Her latest creation and, I believe, masterpiece entitled Damgois exactly that: A dream that she’s now looking at every waking day. This is just one of the many standout pieces to Riza’s ten feet-wide, nipa hut-inspired space that makes Lost Soles such a sight to behold. As soon as I saw it for the first time, I even took out both my Catholic figurines and voodoo dolls at the same time to celebrate a wish coming to life!
So, to anyone who’s soul searching never ends, this might be the place to go to, courtesy of the lady who has the heart of a traveller, but only with a tail instead of feet.
Having been raised in Manila with parents who spoke Karay-a, the idea of oceans, green fields and its accompanying warm breeze have always been scenic memories back from the moment when vacation meant traveling 23 hours by boat and bus to reach my roots. As time passed, the family grew tired of tedious packing, but my imagination never did.

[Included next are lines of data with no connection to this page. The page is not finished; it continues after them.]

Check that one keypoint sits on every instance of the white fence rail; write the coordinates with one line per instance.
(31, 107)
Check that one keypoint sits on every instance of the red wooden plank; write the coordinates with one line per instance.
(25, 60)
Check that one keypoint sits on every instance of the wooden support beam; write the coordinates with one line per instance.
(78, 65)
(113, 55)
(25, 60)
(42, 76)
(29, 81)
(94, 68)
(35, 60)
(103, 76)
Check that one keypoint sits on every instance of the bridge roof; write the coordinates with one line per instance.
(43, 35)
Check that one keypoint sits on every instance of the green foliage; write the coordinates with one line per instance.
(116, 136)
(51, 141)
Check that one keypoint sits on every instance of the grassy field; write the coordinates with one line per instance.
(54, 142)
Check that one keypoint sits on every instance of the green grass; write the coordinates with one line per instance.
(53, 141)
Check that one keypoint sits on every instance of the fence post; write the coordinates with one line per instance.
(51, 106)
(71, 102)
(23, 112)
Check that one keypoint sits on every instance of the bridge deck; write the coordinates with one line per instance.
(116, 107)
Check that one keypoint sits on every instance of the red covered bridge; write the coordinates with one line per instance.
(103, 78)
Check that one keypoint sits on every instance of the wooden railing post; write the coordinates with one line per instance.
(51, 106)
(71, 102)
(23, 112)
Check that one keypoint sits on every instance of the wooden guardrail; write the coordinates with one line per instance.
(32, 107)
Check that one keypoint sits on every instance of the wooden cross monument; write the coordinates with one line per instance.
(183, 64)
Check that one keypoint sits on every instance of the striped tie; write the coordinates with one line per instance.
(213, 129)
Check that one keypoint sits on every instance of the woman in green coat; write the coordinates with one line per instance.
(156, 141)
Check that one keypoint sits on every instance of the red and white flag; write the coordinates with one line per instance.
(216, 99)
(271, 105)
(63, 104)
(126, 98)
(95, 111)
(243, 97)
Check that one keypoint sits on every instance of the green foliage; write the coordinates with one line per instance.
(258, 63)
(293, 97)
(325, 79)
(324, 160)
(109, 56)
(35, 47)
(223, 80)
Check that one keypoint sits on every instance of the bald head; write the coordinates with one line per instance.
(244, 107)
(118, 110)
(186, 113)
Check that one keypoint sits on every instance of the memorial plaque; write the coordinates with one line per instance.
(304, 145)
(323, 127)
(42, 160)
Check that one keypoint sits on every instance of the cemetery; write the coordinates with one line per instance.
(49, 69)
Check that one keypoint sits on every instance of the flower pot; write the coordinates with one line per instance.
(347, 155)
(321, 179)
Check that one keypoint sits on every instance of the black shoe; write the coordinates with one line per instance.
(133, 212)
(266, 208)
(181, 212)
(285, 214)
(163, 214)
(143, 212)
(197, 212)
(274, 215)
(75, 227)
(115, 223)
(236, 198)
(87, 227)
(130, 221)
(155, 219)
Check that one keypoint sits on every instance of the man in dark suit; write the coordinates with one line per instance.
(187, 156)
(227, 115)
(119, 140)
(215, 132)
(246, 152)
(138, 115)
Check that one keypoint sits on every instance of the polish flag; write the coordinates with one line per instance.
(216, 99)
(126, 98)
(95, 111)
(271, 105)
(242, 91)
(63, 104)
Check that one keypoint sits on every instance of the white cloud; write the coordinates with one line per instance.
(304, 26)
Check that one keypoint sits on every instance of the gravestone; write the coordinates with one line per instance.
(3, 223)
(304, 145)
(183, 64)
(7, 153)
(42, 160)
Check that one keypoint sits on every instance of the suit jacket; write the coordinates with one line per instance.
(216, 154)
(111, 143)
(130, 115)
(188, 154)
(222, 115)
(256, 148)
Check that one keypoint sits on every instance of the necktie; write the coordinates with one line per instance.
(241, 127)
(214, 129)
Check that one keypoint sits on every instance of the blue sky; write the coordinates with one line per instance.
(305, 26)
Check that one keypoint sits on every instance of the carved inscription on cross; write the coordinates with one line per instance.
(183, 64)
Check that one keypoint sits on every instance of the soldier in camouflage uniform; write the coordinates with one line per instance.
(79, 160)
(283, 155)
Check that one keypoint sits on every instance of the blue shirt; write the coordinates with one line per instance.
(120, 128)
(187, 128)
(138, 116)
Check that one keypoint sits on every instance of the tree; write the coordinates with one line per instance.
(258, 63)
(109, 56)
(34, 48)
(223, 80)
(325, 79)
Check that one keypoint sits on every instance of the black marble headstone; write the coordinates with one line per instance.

Upon stepping into Balay Kaliwat, I was reminded of where the genesis of being human all began. From the serenity of the ocean, the harmony of nature and the hearty laughter of neighboring kids, Kaliwat embraces every breath to the art the earth has to offer. It is indeed safe to say that this home offers satisfaction for the yearning of the soul—may it be peace, solitude… who knows?
Of course, the Balay Kaliwat experience will never be complete without meeting the vibrant person behind it: Momo Dalisay, the ‘Heartist’, who happens to be one of the few creatives I know who never flaunted his ascribed popularity in the art world, but rather carries himself with meekness and bliss. Kaliwat is his ever-evolving project made out of creations of the earth—stones, woods, vines, branches, roots, mud, ocean, fire and wind—that I believe this is where Aang, The Last Airbender hid before unveiling himself for mass media consumption.
Structurally, Balay Kaliwat is nothing more than a wood-and-stone lodge that can accommodate around 10 – 15 people. However, its real highlight is the garden where Momo’s sculptures and living art relax. In addition, his paintings on the pre-historic times of the Philippines as well as his extensive library will surely feed the mind of anyone curious enough to discover about our nation’s identity. Embedded below is the documentary I shot for Momo where he went in detail about the “breathing” art of the earth:
Ultimately, Kaliwat is a stream of how Momo views the world and the art living within. No wonder this has become San Joaquin’s best-kept secret.
The amazing spaces that welcomed me here in Iloilo with open arms are not just a testament to how creativity is all around us, but also to how our lives are its own art. And since we’re talking about art, let’s start with our homes and make sure we always leave something behind.
P.S. Thank you, idle office hours, for giving me the time to write and bitch and surf. OK, back to work.